Tunisie : Tanit pour dorer la pilule ?

«Microphone» sert-il réellement la cause de la jeunesse ou gomme-t-il les aspérités de la réalité pour la rendre plus acceptable ? Les trois films lauréats (courts et longs) de cette édition des JCC paraissent sympathiques, techniquement assez réussis. Mais rien de bien décapant, si ronronnant…

Le Tanit d’or des longs-métrages a été attribué à «Microphone» du jeune réalisateur égyptien Ahmed Abdallah. Un film qui a brillé par sa bande-son, et «la richesse de ses personnages dans une société qui refuse d’octroyer à des jeunes musiciens la place qu’ils revendiquent» dixit le président du jury, le réalisateur haïtien Raoul Peck.

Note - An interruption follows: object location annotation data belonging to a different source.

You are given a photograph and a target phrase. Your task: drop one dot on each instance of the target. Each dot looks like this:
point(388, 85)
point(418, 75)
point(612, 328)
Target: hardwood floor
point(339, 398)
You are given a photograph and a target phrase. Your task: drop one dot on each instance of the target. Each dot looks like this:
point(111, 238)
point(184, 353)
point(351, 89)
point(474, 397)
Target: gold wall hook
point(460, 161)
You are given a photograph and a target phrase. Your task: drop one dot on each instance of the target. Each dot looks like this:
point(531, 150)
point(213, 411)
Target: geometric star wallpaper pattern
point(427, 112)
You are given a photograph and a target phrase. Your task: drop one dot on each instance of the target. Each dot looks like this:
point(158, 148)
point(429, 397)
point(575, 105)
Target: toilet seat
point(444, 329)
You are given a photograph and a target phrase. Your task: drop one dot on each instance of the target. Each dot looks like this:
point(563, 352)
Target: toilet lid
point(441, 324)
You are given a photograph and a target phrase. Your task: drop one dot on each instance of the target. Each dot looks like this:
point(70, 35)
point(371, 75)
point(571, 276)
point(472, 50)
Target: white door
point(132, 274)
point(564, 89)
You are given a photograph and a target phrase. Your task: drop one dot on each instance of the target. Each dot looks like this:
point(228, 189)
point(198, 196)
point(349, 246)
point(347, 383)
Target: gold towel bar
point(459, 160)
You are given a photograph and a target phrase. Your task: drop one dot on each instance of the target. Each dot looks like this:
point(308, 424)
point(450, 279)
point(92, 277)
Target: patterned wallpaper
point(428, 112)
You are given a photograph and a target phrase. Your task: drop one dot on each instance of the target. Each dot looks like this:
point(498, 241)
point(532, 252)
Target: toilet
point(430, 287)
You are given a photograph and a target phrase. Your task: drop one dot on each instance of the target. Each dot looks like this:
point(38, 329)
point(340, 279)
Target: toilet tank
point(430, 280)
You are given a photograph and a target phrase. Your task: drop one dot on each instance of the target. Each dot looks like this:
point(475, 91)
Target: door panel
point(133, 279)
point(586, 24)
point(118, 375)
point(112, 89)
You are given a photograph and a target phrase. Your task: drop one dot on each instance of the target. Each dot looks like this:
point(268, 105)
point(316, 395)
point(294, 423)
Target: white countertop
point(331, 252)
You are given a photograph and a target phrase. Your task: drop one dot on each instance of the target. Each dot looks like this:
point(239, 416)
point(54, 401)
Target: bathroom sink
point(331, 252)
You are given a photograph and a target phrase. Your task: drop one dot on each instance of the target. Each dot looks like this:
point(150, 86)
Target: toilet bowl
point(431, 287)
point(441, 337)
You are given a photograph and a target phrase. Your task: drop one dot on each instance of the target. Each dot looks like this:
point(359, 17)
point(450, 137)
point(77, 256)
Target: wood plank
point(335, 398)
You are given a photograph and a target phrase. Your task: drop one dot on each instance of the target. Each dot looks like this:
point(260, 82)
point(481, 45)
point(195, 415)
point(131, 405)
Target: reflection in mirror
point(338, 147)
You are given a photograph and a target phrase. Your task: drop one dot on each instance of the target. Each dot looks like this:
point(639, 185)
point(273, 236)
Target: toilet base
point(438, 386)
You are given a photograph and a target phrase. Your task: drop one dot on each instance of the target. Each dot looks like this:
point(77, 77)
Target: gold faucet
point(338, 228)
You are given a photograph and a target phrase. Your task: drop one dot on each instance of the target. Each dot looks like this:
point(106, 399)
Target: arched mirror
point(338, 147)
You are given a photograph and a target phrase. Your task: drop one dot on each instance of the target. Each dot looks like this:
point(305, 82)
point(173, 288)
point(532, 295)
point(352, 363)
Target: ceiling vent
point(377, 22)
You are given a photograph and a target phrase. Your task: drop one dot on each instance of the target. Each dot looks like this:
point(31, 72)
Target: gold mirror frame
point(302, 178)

Un film qui prétend donner le mic et la parole à une jeunesse agissante, mais jusqu’ici privée de porte-voix. Pour des JCC marquées par la présence massive des jeunes, qui s’immiscent dans le cercle trop longtemps resté fermé du cinéma. La jeunesse a ainsi profité de l’ouverture qu’offre le court-métrage, pour venir en force dans cette 23ème édition des JCC.

Ainsi, a-t-on octroyé à «Vivre», de Walid Tayaa, le premier Prix de la compétition nationale courts-métrages. Une deuxième récompense pour ce même film, déjà couronné par le Grand Prix du Festival International du Cinéma Méditerranéen de Tétouan. Et, là aussi, il est question de micros, et de voix, que le contremaitre français veut de préférence sirupeuse, puisque c’est celle d’une téléconseillère, dans un centre d’appels. Le Tanit d’or des courts-métrages sera attribué à «Linge sale, de Malik Amara. Un film tunisien «frais, désengagé mais conscient, burlesque mais pittoresque» a relevé un article de Tekiano.

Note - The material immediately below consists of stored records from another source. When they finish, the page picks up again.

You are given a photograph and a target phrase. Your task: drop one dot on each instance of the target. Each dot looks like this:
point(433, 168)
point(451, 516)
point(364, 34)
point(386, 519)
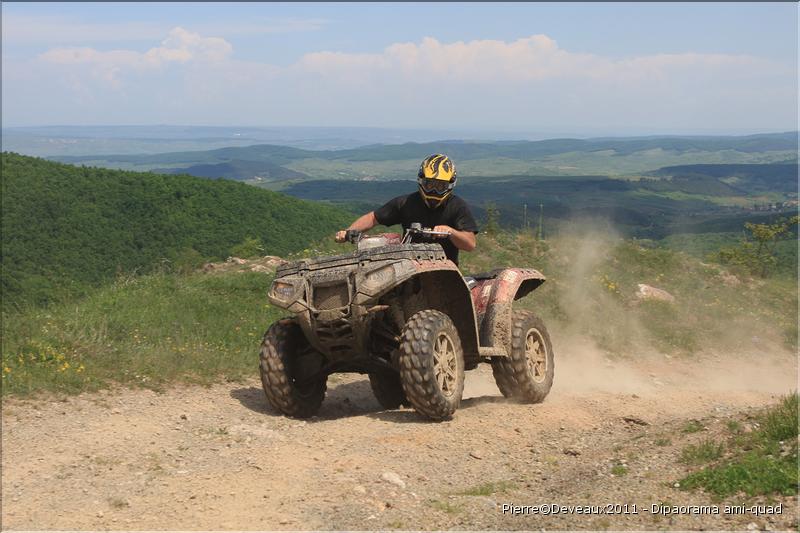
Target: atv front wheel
point(388, 390)
point(432, 364)
point(527, 373)
point(287, 360)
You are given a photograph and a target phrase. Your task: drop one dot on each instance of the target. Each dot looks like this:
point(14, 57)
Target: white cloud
point(529, 83)
point(180, 46)
point(525, 60)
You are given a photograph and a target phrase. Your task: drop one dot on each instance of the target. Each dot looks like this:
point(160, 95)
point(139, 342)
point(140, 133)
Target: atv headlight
point(282, 290)
point(379, 278)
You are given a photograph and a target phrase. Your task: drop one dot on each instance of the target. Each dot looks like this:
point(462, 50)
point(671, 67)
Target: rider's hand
point(444, 229)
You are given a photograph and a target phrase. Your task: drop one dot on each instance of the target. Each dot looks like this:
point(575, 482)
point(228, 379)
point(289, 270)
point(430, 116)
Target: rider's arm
point(362, 223)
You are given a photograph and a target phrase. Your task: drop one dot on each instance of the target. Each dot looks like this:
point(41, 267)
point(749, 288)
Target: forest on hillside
point(67, 227)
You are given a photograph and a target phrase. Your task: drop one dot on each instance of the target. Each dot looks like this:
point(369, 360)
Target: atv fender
point(494, 294)
point(440, 286)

Le point commun de ces trois œuvres ? Elles sont techniquement abouties. On relèvera même l’usage de la caméra à l’épaule pour «Microphone», une pratique préconisée par le très moderne «Dogma», un mouvement lancé dans les années 90 du siècle dernier par le Danois Lars von Trier. Le «Dogme» et ses principes ne sont certes pas toujours suivis à la lettre. Il n’empêche. La tendance semble avoir nettement inspirée Ahmed Abdallah. Au final, les trois œuvres sortent du lot par leur fraîcheur, par leur côté «enlevé». Et si elles ne caressent pas systématiquement dans le sens du poil, elles ne remettent en tout cas pas grand-chose en cause. Mais après tout, le cinéma n’est pas obligatoirement engagé, pas nécessairement le plus désigné pour prendre la défense de la veuve et de l’orphelin, (fût-il jeune).

A cet égard, Khaled Abou Najja ne s’y trompe pas, quand il déclare, lors d’une émission diffusée par Tunis 7: «des jeunes du Canada se sont reconnus dans les personnages du film. Cette problématique de la prise de parole par les jeunes est partout la même. Le monde est désormais un village aujourd’hui». Vraiment ? Peut-on réellement croire que les problèmes des jeunes Egyptiens sont identiques à ceux des Canadiens, fussent-ils «underground»? Certes les douceurs alexandrines, peuvent permettre de zapper les pharaoniques rigueurs et difficultés Cairotes. Mais tout de même.

Si ce film a fait passer une telle image de la jeunesse arabe en général et égyptienne en particulier, sert-il réellement la cause qu’il est censé servir ou gomme-t-il les aspérités de la réalité pour la rendre plus acceptable ? En clair, cette production ne contribue-t-elle pas à dorer une pilule qui a bien du mal à passer ? C’est peut-être ce que l’on reprochera un tantinet aux trois films lauréats (courts et longs) de cette édition des JCC. Sympathiques, techniquement assez réussis, mais rien de bien décapant, si ronronnant…

Toujours est-il que l’on ne peut refaire le coup de «Making off» made by Nouri Bouzid à toutes les éditions. Reste à espérer que les prix octroyés à ce pimpant cinéma , contribueront à donner un coup de projecteur à tous ces jeunes qui se démènent hors champ, loin des caméras de la télé, et bien loin des micros de nos radios. Tous ces jeunes qui n’ont pas vraiment les moyens de faire leur cinéma.